Image credit: Neil Fraser / BẾ VĂN ĐÀN
If you were able to do it, congratulations! That means you could pass the Google interview process. It also means that you have the programming skills of a Vietnamese eleventh grader.
That's according to Google engineer Neil Fraser, who recently visited schools in that country and came away quite impressed with the commitment to teaching computer science starting at an early age. As he wrote earlier this month, it all starts early. In third grade they learn how to use Windows, in fourth grade they learn Logo commands and loops and by fifth grade they can write procedures.
He witnessed a class of eleventh graders take the above programming test, which he said is on par with some of the questions during a Google interview. Most of the students had no trouble completing the task in the time allotted. He concluded that, “There is no question that half of the students in that grade 11 class could pass the Google interview process.”

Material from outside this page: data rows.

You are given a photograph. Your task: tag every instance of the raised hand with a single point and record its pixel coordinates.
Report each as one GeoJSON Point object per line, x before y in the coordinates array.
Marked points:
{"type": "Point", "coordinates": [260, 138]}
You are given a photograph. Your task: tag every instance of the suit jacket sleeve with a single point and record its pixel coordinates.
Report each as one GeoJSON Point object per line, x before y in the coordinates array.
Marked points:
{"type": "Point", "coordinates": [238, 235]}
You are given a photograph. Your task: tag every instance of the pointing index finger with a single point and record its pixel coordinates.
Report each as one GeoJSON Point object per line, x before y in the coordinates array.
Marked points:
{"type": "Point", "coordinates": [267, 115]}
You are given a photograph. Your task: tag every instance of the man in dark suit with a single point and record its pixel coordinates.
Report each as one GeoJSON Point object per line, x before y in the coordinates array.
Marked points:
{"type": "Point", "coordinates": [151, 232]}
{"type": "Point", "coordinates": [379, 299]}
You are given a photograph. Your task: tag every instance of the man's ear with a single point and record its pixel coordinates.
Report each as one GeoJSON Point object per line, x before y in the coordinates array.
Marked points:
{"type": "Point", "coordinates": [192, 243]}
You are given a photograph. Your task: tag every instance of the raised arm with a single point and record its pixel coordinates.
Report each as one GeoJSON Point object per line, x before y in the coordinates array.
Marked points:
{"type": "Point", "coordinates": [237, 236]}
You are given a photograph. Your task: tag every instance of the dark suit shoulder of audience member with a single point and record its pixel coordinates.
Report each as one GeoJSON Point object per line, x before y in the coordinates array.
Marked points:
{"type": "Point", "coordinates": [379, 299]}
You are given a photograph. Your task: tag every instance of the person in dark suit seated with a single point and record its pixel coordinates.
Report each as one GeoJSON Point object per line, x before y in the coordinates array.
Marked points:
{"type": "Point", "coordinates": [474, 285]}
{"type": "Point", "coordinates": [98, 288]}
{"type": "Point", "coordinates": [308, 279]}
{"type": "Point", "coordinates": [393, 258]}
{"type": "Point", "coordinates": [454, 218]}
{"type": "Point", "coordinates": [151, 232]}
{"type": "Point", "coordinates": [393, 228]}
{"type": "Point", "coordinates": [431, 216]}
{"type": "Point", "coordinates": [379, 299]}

While the decision to start teaching computer science at an early age is relatively recent in Vietnam, it already puts them well ahead of the average student in the United States, which Fraser bemoans. In fact, he goes on to paint a pretty bleak picture of computer science education in the United States, saying that eleventh grade students in the U.S. have trouble with HTML tags. He attributes the lack of computer science education in the U.S. to:
School districts not wanting to devote resources away from traditional subjects (e.g. English), so as not to threaten funding
Lack of teachers qualified to teach computer science
Students not wanting to learn computer science and be labeled “geeks”
“The result in America is a perfect storm of opposition from every level,” Fraser writes. “Effecting meaningful change is virtually impossible.”
If by "meaningful change" he means getting to the point where U.S. eleventh graders could pass a Google interview, then, yes, he's probably right. U.S. students are behind their counterparts in Vietnam and Estonia in learning programming. It's not clear that computer science will ever become a required subject in grade school or even high school in this country.
However, I'm not sure that's the end of the world. As I wrote last year, there is indeed a clear gap in this country between the number of computer related jobs and the number of students graduating with the computer science degrees. But there is some good news to report on that front.
Yesterday the Computing Research Association reported that, in the 2011-12 academic year, the number of students at U.S. universities choosing to major in computer science increased by 29%, the fifth year in row of growth. There was also a 20% increase in the number of bachelor’s degrees awarded in computer science, the third year in a row of double digit percentage growth. This shows that, at least for people entering the workforce (which is what's most important, in my opinion), we’re trending in the right direction.
In the meantime, if Google is looking for 17 year old engineers, they know where to look.